Un altro punto è quello dell’insegnamento religioso: la Francia – eccetto l’Alsazia-Lorena – non prevede l’insegnamento religioso a scuola. Di qui la promessa di formare gli insegnanti, così che sappiano spiegare non solo la storia del Paese, incomprensibile senza la storia religiosa, ma, anche il fatto religioso nella sua pienezza. Sulla questione islamica, Macron chiarisce che lo Stato non combatte nessuna credenza, ma solo le pratiche che si mettono fuori dell’ordine repubblicano. La difficoltà di dialogo viene anche dal fatto che la religione islamica non è strutturata come una Chiesa con le sue gerarchie e i suoi vertici responsabili. Qui, confessa Macron, si procede a tentoni. Tanto vale che si proceda a tentoni insieme.
Sì, perché emerge dall’intero discorso la consapevolezza di vivere tutti quanti su una barca nella tempesta, quella della globalizzazione, in cui ogni individuo e ogni nazione sono coinvolti.
Si tratta di una sorta di appello dal punto di vista di un ecumenismo laico, che vede nel 2018 festeggiare il 70° anniversario della Dichiarazione universale dei diritti dell’uomo, ma anche quello della creazione del Consiglio ecumenico delle Chiese, ma anche quello dell’elezione del patriarca di Costantinopoli Athenagora, grande motore dell’ecumenismo. E anche quello della morte di padre Franz Stock, che il Nunzio Angelo Roncalli definì, sulla sua tomba, “non solo un nome, ma un programma”, considerando la sua azione a favore della riconciliazione franco-tedesca.

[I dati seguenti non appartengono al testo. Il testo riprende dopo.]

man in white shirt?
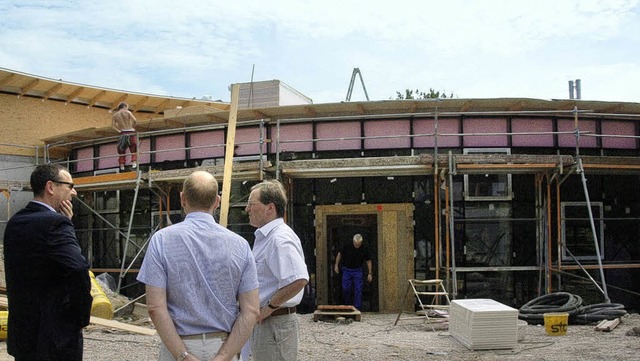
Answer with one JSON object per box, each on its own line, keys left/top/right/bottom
{"left": 245, "top": 179, "right": 309, "bottom": 361}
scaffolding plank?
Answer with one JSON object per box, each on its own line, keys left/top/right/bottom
{"left": 73, "top": 171, "right": 141, "bottom": 191}
{"left": 74, "top": 172, "right": 138, "bottom": 185}
{"left": 148, "top": 161, "right": 269, "bottom": 183}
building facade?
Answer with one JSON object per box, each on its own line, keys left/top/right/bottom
{"left": 1, "top": 68, "right": 639, "bottom": 313}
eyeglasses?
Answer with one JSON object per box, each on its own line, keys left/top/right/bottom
{"left": 52, "top": 180, "right": 75, "bottom": 190}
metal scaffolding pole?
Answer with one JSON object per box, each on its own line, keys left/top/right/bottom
{"left": 572, "top": 106, "right": 610, "bottom": 303}
{"left": 448, "top": 151, "right": 458, "bottom": 298}
{"left": 117, "top": 170, "right": 143, "bottom": 293}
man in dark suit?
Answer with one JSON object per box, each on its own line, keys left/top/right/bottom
{"left": 3, "top": 163, "right": 93, "bottom": 361}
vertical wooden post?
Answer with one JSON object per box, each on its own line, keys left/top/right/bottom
{"left": 219, "top": 84, "right": 240, "bottom": 227}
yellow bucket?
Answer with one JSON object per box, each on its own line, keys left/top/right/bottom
{"left": 543, "top": 312, "right": 568, "bottom": 336}
{"left": 0, "top": 310, "right": 7, "bottom": 340}
{"left": 89, "top": 271, "right": 114, "bottom": 320}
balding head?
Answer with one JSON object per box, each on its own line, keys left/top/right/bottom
{"left": 181, "top": 171, "right": 219, "bottom": 213}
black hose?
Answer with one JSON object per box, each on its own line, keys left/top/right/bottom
{"left": 518, "top": 292, "right": 627, "bottom": 325}
{"left": 518, "top": 292, "right": 582, "bottom": 324}
{"left": 573, "top": 303, "right": 628, "bottom": 324}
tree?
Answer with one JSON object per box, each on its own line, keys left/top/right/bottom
{"left": 394, "top": 88, "right": 455, "bottom": 100}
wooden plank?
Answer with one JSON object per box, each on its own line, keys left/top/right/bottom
{"left": 317, "top": 305, "right": 358, "bottom": 312}
{"left": 594, "top": 318, "right": 620, "bottom": 332}
{"left": 219, "top": 83, "right": 240, "bottom": 227}
{"left": 74, "top": 172, "right": 138, "bottom": 185}
{"left": 89, "top": 316, "right": 156, "bottom": 336}
{"left": 313, "top": 308, "right": 362, "bottom": 322}
{"left": 457, "top": 163, "right": 557, "bottom": 170}
{"left": 583, "top": 164, "right": 640, "bottom": 170}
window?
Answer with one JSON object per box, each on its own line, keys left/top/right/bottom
{"left": 561, "top": 202, "right": 604, "bottom": 261}
{"left": 464, "top": 148, "right": 512, "bottom": 201}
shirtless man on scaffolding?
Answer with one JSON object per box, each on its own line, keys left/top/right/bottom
{"left": 112, "top": 102, "right": 138, "bottom": 171}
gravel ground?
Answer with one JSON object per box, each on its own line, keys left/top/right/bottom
{"left": 1, "top": 312, "right": 638, "bottom": 360}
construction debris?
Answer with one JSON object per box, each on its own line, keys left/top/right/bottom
{"left": 594, "top": 318, "right": 620, "bottom": 332}
{"left": 625, "top": 326, "right": 640, "bottom": 336}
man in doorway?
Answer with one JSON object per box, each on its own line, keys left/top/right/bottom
{"left": 333, "top": 233, "right": 373, "bottom": 310}
{"left": 112, "top": 101, "right": 138, "bottom": 171}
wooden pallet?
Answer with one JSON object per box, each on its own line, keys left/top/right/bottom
{"left": 313, "top": 305, "right": 362, "bottom": 322}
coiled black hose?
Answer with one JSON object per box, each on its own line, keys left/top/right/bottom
{"left": 573, "top": 303, "right": 628, "bottom": 324}
{"left": 518, "top": 292, "right": 627, "bottom": 325}
{"left": 518, "top": 292, "right": 583, "bottom": 324}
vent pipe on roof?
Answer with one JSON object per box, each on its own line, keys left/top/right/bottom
{"left": 568, "top": 79, "right": 581, "bottom": 100}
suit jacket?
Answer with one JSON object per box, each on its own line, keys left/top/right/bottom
{"left": 3, "top": 201, "right": 93, "bottom": 361}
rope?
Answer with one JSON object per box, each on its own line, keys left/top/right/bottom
{"left": 518, "top": 292, "right": 627, "bottom": 325}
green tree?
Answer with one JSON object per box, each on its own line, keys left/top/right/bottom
{"left": 394, "top": 88, "right": 454, "bottom": 100}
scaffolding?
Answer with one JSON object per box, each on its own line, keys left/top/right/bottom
{"left": 5, "top": 107, "right": 640, "bottom": 303}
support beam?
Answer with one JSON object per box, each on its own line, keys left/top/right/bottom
{"left": 19, "top": 79, "right": 40, "bottom": 96}
{"left": 43, "top": 83, "right": 63, "bottom": 100}
{"left": 66, "top": 87, "right": 85, "bottom": 103}
{"left": 87, "top": 90, "right": 106, "bottom": 107}
{"left": 219, "top": 84, "right": 240, "bottom": 227}
{"left": 0, "top": 73, "right": 16, "bottom": 86}
{"left": 132, "top": 96, "right": 149, "bottom": 111}
{"left": 112, "top": 94, "right": 129, "bottom": 108}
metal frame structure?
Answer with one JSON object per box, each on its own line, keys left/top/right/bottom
{"left": 4, "top": 107, "right": 640, "bottom": 304}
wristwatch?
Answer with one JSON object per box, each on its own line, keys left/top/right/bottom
{"left": 176, "top": 350, "right": 190, "bottom": 361}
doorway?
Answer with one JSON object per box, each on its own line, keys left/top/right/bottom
{"left": 327, "top": 214, "right": 378, "bottom": 311}
{"left": 315, "top": 203, "right": 414, "bottom": 313}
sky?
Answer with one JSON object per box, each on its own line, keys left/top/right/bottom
{"left": 1, "top": 0, "right": 639, "bottom": 104}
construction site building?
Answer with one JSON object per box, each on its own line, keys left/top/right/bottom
{"left": 1, "top": 67, "right": 639, "bottom": 313}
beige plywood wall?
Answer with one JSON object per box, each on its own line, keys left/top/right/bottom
{"left": 0, "top": 95, "right": 155, "bottom": 156}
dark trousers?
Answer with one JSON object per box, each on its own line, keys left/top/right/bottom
{"left": 341, "top": 267, "right": 364, "bottom": 310}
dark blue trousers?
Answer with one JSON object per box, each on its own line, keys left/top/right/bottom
{"left": 341, "top": 267, "right": 364, "bottom": 310}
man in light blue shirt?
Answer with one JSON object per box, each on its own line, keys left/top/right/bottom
{"left": 138, "top": 171, "right": 259, "bottom": 361}
{"left": 245, "top": 179, "right": 309, "bottom": 361}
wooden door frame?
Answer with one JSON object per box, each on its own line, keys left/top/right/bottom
{"left": 315, "top": 203, "right": 414, "bottom": 312}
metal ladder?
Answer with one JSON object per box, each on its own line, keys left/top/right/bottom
{"left": 394, "top": 279, "right": 451, "bottom": 331}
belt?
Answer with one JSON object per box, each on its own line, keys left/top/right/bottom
{"left": 180, "top": 331, "right": 229, "bottom": 340}
{"left": 271, "top": 306, "right": 297, "bottom": 317}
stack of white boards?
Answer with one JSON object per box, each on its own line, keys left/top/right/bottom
{"left": 449, "top": 298, "right": 518, "bottom": 350}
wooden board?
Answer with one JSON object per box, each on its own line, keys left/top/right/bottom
{"left": 594, "top": 318, "right": 620, "bottom": 332}
{"left": 313, "top": 305, "right": 362, "bottom": 322}
{"left": 317, "top": 305, "right": 358, "bottom": 312}
{"left": 89, "top": 316, "right": 157, "bottom": 336}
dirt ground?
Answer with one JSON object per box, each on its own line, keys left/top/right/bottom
{"left": 0, "top": 312, "right": 638, "bottom": 360}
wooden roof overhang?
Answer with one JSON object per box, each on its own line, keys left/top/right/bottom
{"left": 42, "top": 96, "right": 640, "bottom": 150}
{"left": 0, "top": 67, "right": 229, "bottom": 115}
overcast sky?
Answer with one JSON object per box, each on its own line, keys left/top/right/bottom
{"left": 1, "top": 0, "right": 639, "bottom": 104}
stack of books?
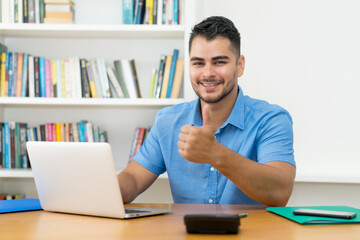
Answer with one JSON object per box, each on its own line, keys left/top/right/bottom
{"left": 44, "top": 0, "right": 74, "bottom": 24}
{"left": 128, "top": 127, "right": 150, "bottom": 163}
{"left": 150, "top": 48, "right": 184, "bottom": 98}
{"left": 0, "top": 120, "right": 108, "bottom": 170}
{"left": 123, "top": 0, "right": 182, "bottom": 25}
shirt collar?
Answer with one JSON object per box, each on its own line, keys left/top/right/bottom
{"left": 190, "top": 86, "right": 245, "bottom": 130}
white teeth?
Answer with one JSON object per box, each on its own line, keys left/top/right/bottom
{"left": 203, "top": 83, "right": 217, "bottom": 87}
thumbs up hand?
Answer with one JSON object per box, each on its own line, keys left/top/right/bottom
{"left": 178, "top": 104, "right": 218, "bottom": 164}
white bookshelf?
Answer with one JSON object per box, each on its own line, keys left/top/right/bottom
{"left": 0, "top": 0, "right": 197, "bottom": 197}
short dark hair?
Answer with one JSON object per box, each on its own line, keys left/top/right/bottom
{"left": 189, "top": 16, "right": 241, "bottom": 58}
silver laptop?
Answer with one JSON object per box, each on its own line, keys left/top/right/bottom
{"left": 26, "top": 141, "right": 172, "bottom": 219}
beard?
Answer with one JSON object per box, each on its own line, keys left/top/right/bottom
{"left": 193, "top": 78, "right": 237, "bottom": 104}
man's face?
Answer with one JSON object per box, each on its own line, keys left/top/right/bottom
{"left": 189, "top": 36, "right": 244, "bottom": 104}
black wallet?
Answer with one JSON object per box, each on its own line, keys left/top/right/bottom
{"left": 184, "top": 214, "right": 240, "bottom": 234}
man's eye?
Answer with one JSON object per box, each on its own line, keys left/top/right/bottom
{"left": 215, "top": 61, "right": 226, "bottom": 65}
{"left": 193, "top": 62, "right": 204, "bottom": 66}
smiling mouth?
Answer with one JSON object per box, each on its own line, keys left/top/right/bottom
{"left": 202, "top": 82, "right": 219, "bottom": 87}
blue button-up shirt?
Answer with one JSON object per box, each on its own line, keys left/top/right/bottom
{"left": 134, "top": 87, "right": 295, "bottom": 205}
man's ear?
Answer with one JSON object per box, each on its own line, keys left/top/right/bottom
{"left": 237, "top": 55, "right": 245, "bottom": 77}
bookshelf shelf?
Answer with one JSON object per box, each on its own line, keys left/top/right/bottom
{"left": 0, "top": 24, "right": 185, "bottom": 39}
{"left": 0, "top": 169, "right": 33, "bottom": 178}
{"left": 0, "top": 169, "right": 169, "bottom": 179}
{"left": 0, "top": 97, "right": 186, "bottom": 107}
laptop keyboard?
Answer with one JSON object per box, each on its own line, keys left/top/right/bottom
{"left": 125, "top": 208, "right": 151, "bottom": 214}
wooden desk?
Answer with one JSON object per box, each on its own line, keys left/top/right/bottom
{"left": 1, "top": 203, "right": 359, "bottom": 240}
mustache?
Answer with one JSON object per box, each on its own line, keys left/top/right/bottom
{"left": 196, "top": 78, "right": 225, "bottom": 84}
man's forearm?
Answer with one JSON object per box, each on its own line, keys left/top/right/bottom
{"left": 117, "top": 171, "right": 138, "bottom": 203}
{"left": 211, "top": 144, "right": 296, "bottom": 206}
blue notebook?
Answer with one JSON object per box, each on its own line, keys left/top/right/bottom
{"left": 0, "top": 198, "right": 42, "bottom": 213}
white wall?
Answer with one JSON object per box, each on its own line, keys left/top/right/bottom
{"left": 199, "top": 0, "right": 360, "bottom": 183}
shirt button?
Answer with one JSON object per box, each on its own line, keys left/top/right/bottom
{"left": 210, "top": 167, "right": 215, "bottom": 172}
{"left": 208, "top": 199, "right": 213, "bottom": 204}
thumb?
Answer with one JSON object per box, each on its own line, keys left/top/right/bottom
{"left": 202, "top": 104, "right": 213, "bottom": 130}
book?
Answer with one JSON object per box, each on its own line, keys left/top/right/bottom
{"left": 64, "top": 59, "right": 71, "bottom": 97}
{"left": 170, "top": 59, "right": 184, "bottom": 98}
{"left": 72, "top": 57, "right": 82, "bottom": 98}
{"left": 90, "top": 59, "right": 103, "bottom": 98}
{"left": 50, "top": 60, "right": 57, "bottom": 97}
{"left": 134, "top": 127, "right": 145, "bottom": 157}
{"left": 80, "top": 58, "right": 90, "bottom": 98}
{"left": 44, "top": 58, "right": 51, "bottom": 97}
{"left": 7, "top": 52, "right": 14, "bottom": 97}
{"left": 130, "top": 59, "right": 142, "bottom": 98}
{"left": 60, "top": 60, "right": 66, "bottom": 97}
{"left": 34, "top": 56, "right": 41, "bottom": 97}
{"left": 166, "top": 48, "right": 179, "bottom": 98}
{"left": 4, "top": 52, "right": 10, "bottom": 97}
{"left": 28, "top": 0, "right": 36, "bottom": 23}
{"left": 1, "top": 0, "right": 11, "bottom": 23}
{"left": 23, "top": 0, "right": 29, "bottom": 23}
{"left": 43, "top": 17, "right": 72, "bottom": 24}
{"left": 154, "top": 55, "right": 165, "bottom": 98}
{"left": 160, "top": 54, "right": 172, "bottom": 98}
{"left": 77, "top": 120, "right": 86, "bottom": 142}
{"left": 128, "top": 127, "right": 140, "bottom": 163}
{"left": 122, "top": 0, "right": 134, "bottom": 24}
{"left": 15, "top": 52, "right": 23, "bottom": 97}
{"left": 85, "top": 122, "right": 94, "bottom": 142}
{"left": 85, "top": 61, "right": 97, "bottom": 98}
{"left": 0, "top": 198, "right": 42, "bottom": 213}
{"left": 149, "top": 68, "right": 157, "bottom": 97}
{"left": 28, "top": 55, "right": 35, "bottom": 97}
{"left": 45, "top": 3, "right": 74, "bottom": 12}
{"left": 0, "top": 52, "right": 7, "bottom": 96}
{"left": 45, "top": 11, "right": 72, "bottom": 18}
{"left": 0, "top": 122, "right": 3, "bottom": 168}
{"left": 120, "top": 59, "right": 140, "bottom": 98}
{"left": 3, "top": 122, "right": 10, "bottom": 169}
{"left": 113, "top": 60, "right": 129, "bottom": 98}
{"left": 39, "top": 56, "right": 46, "bottom": 97}
{"left": 134, "top": 0, "right": 145, "bottom": 24}
{"left": 106, "top": 66, "right": 124, "bottom": 98}
{"left": 55, "top": 60, "right": 62, "bottom": 98}
{"left": 96, "top": 58, "right": 110, "bottom": 98}
{"left": 267, "top": 206, "right": 360, "bottom": 225}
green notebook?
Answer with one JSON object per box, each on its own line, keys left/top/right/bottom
{"left": 266, "top": 206, "right": 360, "bottom": 225}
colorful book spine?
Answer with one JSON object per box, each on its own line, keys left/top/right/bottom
{"left": 28, "top": 55, "right": 35, "bottom": 97}
{"left": 56, "top": 60, "right": 62, "bottom": 98}
{"left": 0, "top": 52, "right": 7, "bottom": 96}
{"left": 160, "top": 54, "right": 172, "bottom": 98}
{"left": 39, "top": 57, "right": 46, "bottom": 97}
{"left": 16, "top": 52, "right": 23, "bottom": 97}
{"left": 166, "top": 49, "right": 179, "bottom": 98}
{"left": 21, "top": 53, "right": 28, "bottom": 97}
{"left": 85, "top": 61, "right": 97, "bottom": 98}
{"left": 34, "top": 56, "right": 40, "bottom": 97}
{"left": 77, "top": 120, "right": 86, "bottom": 142}
{"left": 51, "top": 60, "right": 57, "bottom": 97}
{"left": 7, "top": 52, "right": 14, "bottom": 97}
{"left": 4, "top": 52, "right": 10, "bottom": 97}
{"left": 122, "top": 0, "right": 134, "bottom": 24}
{"left": 45, "top": 59, "right": 51, "bottom": 97}
{"left": 3, "top": 122, "right": 10, "bottom": 169}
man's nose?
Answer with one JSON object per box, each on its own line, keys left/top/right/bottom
{"left": 202, "top": 64, "right": 216, "bottom": 79}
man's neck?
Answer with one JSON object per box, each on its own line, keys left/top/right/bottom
{"left": 201, "top": 87, "right": 238, "bottom": 131}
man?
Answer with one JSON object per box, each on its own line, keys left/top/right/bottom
{"left": 118, "top": 16, "right": 296, "bottom": 207}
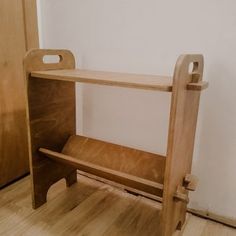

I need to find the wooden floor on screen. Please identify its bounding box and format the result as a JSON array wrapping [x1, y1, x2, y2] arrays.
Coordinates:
[[0, 175, 235, 236]]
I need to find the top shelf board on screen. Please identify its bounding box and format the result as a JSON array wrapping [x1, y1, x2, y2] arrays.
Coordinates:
[[31, 69, 173, 92]]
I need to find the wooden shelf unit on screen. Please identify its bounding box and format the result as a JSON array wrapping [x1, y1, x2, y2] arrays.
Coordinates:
[[24, 49, 208, 236]]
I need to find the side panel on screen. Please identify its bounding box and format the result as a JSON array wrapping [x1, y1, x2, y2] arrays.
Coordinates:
[[25, 49, 77, 208], [161, 55, 204, 235]]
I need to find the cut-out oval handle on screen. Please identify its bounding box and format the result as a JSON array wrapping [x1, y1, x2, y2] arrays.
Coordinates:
[[188, 62, 199, 73], [43, 55, 61, 64]]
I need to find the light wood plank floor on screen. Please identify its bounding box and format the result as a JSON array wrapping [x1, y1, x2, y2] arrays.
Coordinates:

Se quella di Macron è retorica, certamente è buona. Non è la soluzione dei problemi, ma delinea un quadro di consapevolezza entro il quale affrontarli. E straordinaria per la sua attualità è la citazione tratta da Jean Jaurès, il leader socialista assassinato il 31 luglio 1914 in un caffè di Parigi da Raoul Villain, un giovane nazionalista che voleva la guerra contro la Germania: “Il serait mortel de comprimer les aspirations religieuses de l’âme humaine; dès lors qu’il aura dans l’ordre social réalisé la justice, l’homme s’apercevra qu’il lui reste un vide immense à remplir”. E’ un vuoto che parecchi tendono a riempire con discorso di odio e di morte. Sì, la riflessione politica francese ci tocca da vicino.